Source: Bloomberg Intelligence
This analysis is by Bloomberg Intelligence senior analyst Sarah Jane Mahmud, with assistance from Charles Graham. It appeared first on the Bloomberg Terminal.
The rising threat of cyberattack is one of the biggest risks facing the financial-services industry, exacerbated as the pandemic drives more employees to work from home. Insufficient protection could lead to major financial and reputational damage, especially with relatively new EU cybersecurity rules in place. That said, insurers may see a silver lining.
Coronavirus raises need for cyber hygiene
Banks are increasingly vulnerable to cyberattack as, with the coronavirus pandemic, more of their employees are working from home. Online systems have become mission-critical and it’s easier for cyber criminals to exploit the situation. Banks are particularly at risk due to the scale, sensitivity and value of the data they hold, heightened by digitalization and open banking. Costs escalate if an attack isn’t resolved quickly, with business disruption, income loss and damage to reputation key consequential risks.
Cybercrime costs
For banks, Tesco fine is just the beginning
As the FCA sharpens its focus on operational resilience, big fines are in store for banks that suffer a cyberattack, fail to report it to regulators and can’t mitigate its effects — it’d be a breach of the FCA Principles for Businesses. Its 16.5 million-pound fine on Tesco Bank, for failing to protect account holders from cyberattack, sets the tone for wider enforcement action, we believe. With over 50% of U.K. companies suffering at least one cyberattack in 2019, according to Hiscox, more attacks and fines are inevitable.

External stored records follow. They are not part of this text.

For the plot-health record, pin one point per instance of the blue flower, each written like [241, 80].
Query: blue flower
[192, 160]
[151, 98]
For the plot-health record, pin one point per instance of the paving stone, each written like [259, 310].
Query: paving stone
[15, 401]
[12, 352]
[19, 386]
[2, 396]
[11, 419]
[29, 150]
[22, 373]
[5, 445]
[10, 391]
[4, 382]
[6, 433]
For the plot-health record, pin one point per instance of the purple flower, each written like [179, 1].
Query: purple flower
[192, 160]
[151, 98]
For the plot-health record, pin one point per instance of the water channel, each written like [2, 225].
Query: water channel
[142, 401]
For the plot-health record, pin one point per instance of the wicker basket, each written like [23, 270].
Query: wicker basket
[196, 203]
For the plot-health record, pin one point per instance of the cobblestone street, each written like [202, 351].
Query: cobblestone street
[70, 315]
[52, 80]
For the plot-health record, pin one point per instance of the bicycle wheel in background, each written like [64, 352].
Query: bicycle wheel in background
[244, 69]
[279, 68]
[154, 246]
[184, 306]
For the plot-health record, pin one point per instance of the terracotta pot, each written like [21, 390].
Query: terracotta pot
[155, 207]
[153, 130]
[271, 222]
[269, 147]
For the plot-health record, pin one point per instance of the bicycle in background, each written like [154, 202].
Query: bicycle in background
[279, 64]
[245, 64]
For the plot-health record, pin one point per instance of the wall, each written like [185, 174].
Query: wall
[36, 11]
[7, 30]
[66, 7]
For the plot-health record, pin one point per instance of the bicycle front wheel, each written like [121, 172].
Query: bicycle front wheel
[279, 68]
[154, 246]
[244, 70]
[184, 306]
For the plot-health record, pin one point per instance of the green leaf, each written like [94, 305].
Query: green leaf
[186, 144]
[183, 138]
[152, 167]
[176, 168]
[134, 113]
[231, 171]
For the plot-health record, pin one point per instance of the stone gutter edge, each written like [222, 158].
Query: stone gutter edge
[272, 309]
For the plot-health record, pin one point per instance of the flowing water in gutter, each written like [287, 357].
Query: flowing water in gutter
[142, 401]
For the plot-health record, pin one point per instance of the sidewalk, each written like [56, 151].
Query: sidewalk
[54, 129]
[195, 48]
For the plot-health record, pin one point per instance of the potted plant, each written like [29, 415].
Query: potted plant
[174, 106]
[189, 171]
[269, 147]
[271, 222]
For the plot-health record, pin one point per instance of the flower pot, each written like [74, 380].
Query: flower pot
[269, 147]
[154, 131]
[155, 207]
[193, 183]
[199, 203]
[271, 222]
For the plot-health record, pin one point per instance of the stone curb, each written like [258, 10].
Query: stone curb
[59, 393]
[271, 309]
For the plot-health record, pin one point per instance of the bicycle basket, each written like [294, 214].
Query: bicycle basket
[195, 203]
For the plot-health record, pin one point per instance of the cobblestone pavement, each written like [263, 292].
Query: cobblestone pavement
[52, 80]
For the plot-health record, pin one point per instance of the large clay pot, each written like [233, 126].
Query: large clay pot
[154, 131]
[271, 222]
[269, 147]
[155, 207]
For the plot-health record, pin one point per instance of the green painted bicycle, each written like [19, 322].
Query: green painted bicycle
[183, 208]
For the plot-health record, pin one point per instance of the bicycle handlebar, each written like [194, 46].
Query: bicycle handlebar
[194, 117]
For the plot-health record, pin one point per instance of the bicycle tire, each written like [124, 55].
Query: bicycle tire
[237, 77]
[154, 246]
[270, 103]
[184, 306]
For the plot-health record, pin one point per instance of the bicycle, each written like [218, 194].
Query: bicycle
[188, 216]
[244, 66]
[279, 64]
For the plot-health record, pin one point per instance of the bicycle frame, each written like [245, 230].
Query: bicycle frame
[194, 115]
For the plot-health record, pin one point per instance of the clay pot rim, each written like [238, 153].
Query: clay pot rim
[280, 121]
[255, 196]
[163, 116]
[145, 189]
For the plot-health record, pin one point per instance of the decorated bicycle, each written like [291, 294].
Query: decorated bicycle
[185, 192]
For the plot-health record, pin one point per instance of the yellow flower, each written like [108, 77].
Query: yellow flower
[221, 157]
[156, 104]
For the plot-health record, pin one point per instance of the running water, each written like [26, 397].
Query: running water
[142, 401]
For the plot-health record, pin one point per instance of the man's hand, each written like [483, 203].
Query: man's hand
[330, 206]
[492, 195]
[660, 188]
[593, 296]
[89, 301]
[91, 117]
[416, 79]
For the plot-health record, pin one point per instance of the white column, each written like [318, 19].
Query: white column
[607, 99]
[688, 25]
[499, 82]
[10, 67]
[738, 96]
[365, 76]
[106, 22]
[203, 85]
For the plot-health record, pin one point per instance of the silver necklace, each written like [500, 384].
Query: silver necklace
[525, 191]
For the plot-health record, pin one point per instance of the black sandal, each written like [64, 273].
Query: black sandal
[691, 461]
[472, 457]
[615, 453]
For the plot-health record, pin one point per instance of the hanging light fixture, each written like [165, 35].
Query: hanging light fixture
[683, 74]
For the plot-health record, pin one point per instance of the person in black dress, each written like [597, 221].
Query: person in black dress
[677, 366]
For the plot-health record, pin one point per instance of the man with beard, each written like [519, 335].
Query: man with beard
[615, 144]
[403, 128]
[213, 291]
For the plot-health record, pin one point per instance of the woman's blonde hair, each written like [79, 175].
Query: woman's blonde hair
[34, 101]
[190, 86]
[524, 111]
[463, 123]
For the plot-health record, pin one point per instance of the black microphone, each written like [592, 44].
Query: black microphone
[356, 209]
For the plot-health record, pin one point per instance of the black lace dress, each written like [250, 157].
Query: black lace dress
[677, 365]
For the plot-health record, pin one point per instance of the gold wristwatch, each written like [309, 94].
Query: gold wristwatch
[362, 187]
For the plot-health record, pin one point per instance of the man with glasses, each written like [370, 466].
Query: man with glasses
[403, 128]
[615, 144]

Tesco Bank’s fine was the FCA’s first for a cyberattack and first for enforcement of an IT-related issue since its 42 million-pound fine on RBS in 2014.
Insurers will see cyber-coverage demand grow
Insurers may see more demand for coverage against cyberattacks in 2H, we believe, as risks rise and companies seek adherence to the maturing EU Network Information Security Directive. Companies must disclose major IT breaches, exposing them to a fine that in the U.K. could reach 17 million pounds, though the FCA has discretion to impose larger penalties. While the cyber-insurance market is more mature in the U.S., large companies, such as AIG and Zurich, have developed policies alongside specialist insurers, including Hiscox and Beazley.
The global cyber-insurance market, valued at about $7 billion in 2020, could grow to $20 billion by 2025, according to Munich Re. The European market is estimated to be valued at over $1 billion.